Comment les apprentis coureurs du club réagissent-ils aux affaires de dopage ?

Ça leur passe au-dessus de la tête. Evoquer le dopage avec eux, c'est comme leur parler de la diarrhée des astronautes ! Nous avons organisé des réunions avec des médecins. Ils ont dit aux jeunes : « Le dopage fait gagner, mais c'est dangereux. » Ce n'est pas la bonne méthode. Que retiennent les gosses ? « On peut gagner en se dopant. »

Un des coureurs roubaisiens, Médéric Clain, a été cité par Philippe Gaumont dans l'affaire Cofidis...

Mais la fédération a bien été obligée de lui donner une licence, parce qu'elle n'a rien retenu contre lui. Tout le monde sait que Gaumont ne ment jamais [ironique]. C'est comme pour Cédric Vasseur, que la police avait accusé de prendre de la cocaïne. Finalement, on s'est rendu compte que d'autres cheveux que les siens avaient été analysés. Quand on juge dans l'urgence, on fait des erreurs.

Pensez-vous que Jan Ulrich ou Ivan Basso n'auraient pas dû être exclus du Tour de France ?
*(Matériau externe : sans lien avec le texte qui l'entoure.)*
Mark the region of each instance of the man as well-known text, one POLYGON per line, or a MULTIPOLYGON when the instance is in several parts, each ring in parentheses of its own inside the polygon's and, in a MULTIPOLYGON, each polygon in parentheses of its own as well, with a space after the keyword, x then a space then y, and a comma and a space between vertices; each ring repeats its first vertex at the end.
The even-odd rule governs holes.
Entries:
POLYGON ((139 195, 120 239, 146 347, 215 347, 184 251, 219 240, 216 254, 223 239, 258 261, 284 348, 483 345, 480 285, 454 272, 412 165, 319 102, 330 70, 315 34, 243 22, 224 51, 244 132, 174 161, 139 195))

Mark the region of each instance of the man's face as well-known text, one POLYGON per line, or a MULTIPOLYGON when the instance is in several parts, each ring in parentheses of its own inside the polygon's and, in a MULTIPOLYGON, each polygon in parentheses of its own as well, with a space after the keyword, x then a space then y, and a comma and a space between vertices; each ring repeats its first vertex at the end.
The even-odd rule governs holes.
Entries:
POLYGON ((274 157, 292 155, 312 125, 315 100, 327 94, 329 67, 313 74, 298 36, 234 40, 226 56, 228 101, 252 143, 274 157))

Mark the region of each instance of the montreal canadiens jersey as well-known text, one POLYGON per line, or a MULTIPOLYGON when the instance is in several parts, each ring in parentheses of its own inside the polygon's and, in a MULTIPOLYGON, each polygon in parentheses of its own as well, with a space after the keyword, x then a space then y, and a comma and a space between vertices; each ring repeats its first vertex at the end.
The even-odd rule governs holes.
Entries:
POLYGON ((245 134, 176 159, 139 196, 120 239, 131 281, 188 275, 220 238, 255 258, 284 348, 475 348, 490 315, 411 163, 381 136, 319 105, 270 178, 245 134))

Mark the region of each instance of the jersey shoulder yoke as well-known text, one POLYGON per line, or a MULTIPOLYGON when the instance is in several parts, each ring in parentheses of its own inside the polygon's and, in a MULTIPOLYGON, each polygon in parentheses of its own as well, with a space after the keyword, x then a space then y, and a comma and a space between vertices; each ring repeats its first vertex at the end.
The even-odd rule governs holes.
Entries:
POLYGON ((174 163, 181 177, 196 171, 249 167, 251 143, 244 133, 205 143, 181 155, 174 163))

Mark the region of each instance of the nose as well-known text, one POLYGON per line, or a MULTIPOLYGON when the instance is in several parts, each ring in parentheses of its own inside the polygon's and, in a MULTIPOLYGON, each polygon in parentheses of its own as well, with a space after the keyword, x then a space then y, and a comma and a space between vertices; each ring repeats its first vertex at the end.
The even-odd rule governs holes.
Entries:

Dans leur cas, la justice espagnole détient des éléments accablants. Le problème, c'est que la rumeur évoque des coureurs qui ne sont pas cités en Espagne. On va droit vers une affaire Outreau du vélo. Il faut se demander pourquoi, dans ce genre d'affaire, des noms de cyclistes sortent à tort et à travers. Quand un footballeur français présente un taux d'hématocrite de 52 % [pour les contrôles, la norme est fixée à 50 % maximum] pendant la Coupe du monde 1998, personne ne dit rien. Pourtant, il était cité lors du procès de la Juventus de Turin, qui est au football ce que l'affaire Fuentes est au vélo.